Sen. Dennis Pyle, R-Hiawatha, raised concerns with the resolution because he was afraid the governor would use her broad powers under a state of emergency to impose restrictions on gun owners. State law blocks limits on gun sales, but Pyle was afraid Kelly would try to limit the sale of ammunition.

“There are real concerns with that,” Pyle said.

Wagle said she was preparing an amendment to address his concerns. The amendment “let’s you have alcoholic beverages, explosives and combustibles,” she said.

Hensley said Pyle was proposing “a conspiracy theory of the worst kind.”

“I think we're all in this thing together,” Hensley said. “We know we have a public health care crisis, and I wouldn't foresee the governor imposing any kind of restrictions of that nature.”

In addition to the budget, high-priority legislation includes a long-term transportation plan for funding highway projects, allowing college athletes to earn money for their name, image and likeliness, expansion of unemployment benefits, and consideration of executive reorganization orders sought by the governor.

By taking care of the those issues now, the Legislature could deviate from its schedule to adjourn from April 3 to April 27 and join virtually all other public institutions in temporarily shutting down to avoid rapid transmission of the coronavirus.

Kelly ordered a restraint on crowds of 50 or more and asked public schools to close this week. State universities extended spring break while preparing to move classes online. Libraries and restaurants have closed, sports, church services and events are canceled, and some businesses have asked employees to work from home. KDHE issued recommendations for anyone traveling to areas of widespread transmission of COVID-19 to quarantine themselves at home for 14 days.

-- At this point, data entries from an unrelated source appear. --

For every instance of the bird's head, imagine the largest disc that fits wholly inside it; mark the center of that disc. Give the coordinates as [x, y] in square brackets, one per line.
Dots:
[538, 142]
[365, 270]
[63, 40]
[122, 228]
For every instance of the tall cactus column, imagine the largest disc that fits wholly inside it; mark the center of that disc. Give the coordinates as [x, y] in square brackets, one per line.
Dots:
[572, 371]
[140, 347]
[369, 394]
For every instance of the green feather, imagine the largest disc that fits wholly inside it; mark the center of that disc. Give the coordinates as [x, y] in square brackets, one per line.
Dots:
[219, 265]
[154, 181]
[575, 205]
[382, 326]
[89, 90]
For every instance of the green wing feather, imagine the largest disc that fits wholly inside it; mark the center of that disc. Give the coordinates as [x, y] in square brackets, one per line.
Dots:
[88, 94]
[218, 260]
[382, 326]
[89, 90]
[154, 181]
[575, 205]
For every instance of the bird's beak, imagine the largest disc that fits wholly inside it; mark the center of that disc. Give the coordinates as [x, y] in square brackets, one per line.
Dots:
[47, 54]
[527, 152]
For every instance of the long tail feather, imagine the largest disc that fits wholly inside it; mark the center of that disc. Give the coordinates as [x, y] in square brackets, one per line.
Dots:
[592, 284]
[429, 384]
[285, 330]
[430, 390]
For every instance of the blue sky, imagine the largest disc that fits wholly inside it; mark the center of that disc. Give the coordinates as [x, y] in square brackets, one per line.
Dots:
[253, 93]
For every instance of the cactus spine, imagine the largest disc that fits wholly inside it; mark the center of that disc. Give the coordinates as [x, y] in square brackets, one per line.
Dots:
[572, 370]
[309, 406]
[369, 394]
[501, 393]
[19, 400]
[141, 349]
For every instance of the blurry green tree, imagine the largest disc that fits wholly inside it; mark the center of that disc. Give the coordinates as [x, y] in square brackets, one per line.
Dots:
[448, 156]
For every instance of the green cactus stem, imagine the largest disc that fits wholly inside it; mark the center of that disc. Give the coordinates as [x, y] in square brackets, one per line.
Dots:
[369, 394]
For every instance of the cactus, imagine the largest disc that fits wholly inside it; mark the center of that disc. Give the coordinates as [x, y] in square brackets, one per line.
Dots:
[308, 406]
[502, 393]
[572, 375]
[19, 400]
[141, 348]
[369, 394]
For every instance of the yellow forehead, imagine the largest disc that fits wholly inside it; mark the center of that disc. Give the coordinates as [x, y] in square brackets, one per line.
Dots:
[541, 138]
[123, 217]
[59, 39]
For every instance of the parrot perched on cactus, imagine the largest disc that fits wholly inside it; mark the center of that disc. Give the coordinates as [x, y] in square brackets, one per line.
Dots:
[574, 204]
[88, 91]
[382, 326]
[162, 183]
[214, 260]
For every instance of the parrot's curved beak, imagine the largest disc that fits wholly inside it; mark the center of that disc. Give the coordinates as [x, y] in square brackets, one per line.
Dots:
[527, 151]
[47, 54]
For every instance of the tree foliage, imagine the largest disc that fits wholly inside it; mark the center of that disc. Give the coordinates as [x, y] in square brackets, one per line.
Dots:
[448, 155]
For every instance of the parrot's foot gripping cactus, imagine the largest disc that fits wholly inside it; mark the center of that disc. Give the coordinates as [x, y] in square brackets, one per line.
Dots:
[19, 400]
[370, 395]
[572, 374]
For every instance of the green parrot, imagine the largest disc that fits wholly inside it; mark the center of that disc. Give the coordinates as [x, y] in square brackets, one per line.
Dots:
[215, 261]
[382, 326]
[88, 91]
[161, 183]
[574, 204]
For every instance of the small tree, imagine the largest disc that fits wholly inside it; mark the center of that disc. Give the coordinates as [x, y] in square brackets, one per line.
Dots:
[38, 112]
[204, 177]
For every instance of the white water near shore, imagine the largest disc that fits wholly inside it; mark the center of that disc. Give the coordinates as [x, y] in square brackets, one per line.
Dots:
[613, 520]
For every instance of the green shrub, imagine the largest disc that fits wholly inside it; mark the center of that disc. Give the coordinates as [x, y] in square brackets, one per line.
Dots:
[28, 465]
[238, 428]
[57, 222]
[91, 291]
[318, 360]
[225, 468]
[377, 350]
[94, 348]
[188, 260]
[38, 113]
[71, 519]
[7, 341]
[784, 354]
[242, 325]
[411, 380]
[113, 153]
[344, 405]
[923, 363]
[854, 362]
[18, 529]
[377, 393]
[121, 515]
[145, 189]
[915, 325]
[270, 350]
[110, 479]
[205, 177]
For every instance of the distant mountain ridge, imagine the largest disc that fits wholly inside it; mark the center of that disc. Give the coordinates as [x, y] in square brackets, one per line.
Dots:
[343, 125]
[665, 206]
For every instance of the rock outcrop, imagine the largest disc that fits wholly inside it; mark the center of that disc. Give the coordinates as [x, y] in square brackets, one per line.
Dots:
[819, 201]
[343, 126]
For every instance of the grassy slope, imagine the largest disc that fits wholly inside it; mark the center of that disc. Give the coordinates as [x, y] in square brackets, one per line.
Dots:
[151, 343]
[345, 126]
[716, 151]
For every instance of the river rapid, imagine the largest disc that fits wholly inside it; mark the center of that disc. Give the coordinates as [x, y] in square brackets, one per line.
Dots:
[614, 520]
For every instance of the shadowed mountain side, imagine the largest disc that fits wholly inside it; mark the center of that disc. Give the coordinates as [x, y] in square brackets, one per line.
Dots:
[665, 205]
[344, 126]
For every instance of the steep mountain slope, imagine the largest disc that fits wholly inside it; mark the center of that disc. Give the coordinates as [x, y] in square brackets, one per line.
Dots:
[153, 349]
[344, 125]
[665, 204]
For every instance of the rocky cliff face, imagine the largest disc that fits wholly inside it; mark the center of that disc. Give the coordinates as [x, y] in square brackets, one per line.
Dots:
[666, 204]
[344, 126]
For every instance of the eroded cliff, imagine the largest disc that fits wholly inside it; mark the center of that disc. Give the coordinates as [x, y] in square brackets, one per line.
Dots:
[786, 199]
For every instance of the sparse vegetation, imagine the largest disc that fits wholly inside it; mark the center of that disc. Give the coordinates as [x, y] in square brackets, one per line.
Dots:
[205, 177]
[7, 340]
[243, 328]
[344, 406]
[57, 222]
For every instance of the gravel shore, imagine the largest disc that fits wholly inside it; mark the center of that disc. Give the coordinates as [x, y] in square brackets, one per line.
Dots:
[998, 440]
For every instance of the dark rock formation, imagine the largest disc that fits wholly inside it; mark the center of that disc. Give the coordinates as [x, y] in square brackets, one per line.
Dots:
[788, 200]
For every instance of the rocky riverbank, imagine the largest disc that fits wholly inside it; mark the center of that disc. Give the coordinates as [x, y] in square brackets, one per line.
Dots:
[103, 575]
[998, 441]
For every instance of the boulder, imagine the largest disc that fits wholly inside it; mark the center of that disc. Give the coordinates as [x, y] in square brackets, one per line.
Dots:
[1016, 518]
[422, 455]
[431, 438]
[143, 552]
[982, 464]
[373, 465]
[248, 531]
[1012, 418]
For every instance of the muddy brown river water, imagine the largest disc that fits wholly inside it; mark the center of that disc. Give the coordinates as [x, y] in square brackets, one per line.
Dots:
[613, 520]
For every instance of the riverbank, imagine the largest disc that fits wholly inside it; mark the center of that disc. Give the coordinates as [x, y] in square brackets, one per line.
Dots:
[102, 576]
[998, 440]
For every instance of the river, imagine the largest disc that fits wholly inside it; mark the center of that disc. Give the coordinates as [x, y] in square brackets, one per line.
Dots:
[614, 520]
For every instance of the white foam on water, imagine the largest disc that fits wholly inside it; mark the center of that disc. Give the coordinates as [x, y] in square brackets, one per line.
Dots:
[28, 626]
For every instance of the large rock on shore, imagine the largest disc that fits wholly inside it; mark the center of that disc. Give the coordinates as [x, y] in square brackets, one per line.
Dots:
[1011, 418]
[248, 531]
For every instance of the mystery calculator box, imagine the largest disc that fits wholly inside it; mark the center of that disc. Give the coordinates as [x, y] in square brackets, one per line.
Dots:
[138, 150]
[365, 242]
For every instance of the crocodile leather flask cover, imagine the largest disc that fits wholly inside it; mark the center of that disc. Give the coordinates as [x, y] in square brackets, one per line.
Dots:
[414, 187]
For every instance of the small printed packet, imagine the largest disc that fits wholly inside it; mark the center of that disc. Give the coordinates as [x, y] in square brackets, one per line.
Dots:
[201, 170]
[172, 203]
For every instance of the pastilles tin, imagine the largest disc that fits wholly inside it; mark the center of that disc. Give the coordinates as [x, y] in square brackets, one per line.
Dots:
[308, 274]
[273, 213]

As lawmakers press on, Capitol halls are largely silent with restrictions placed on visitors. Access is limited to individuals conducting official business, including legislative staff, lobbyists and news media. All public events and tours have been postponed until further notice.

At least 11 people in Kansas have tested positive for coronavirus, with numbers expected to multiply if they follow trends established in other areas.

“I will continue to have confidence in the leaders here in this chamber and in the people of Kansas, in parents, in health care workers, in day care workers, in teachers and in small and large business owners,” Wagle said. “And most of all, I will continue to have faith in God because I know if I follow his example, and serve to the best of my ability and operate on faith, not fear, we will get through this and the true courage of the Kansas spirit will prevail.”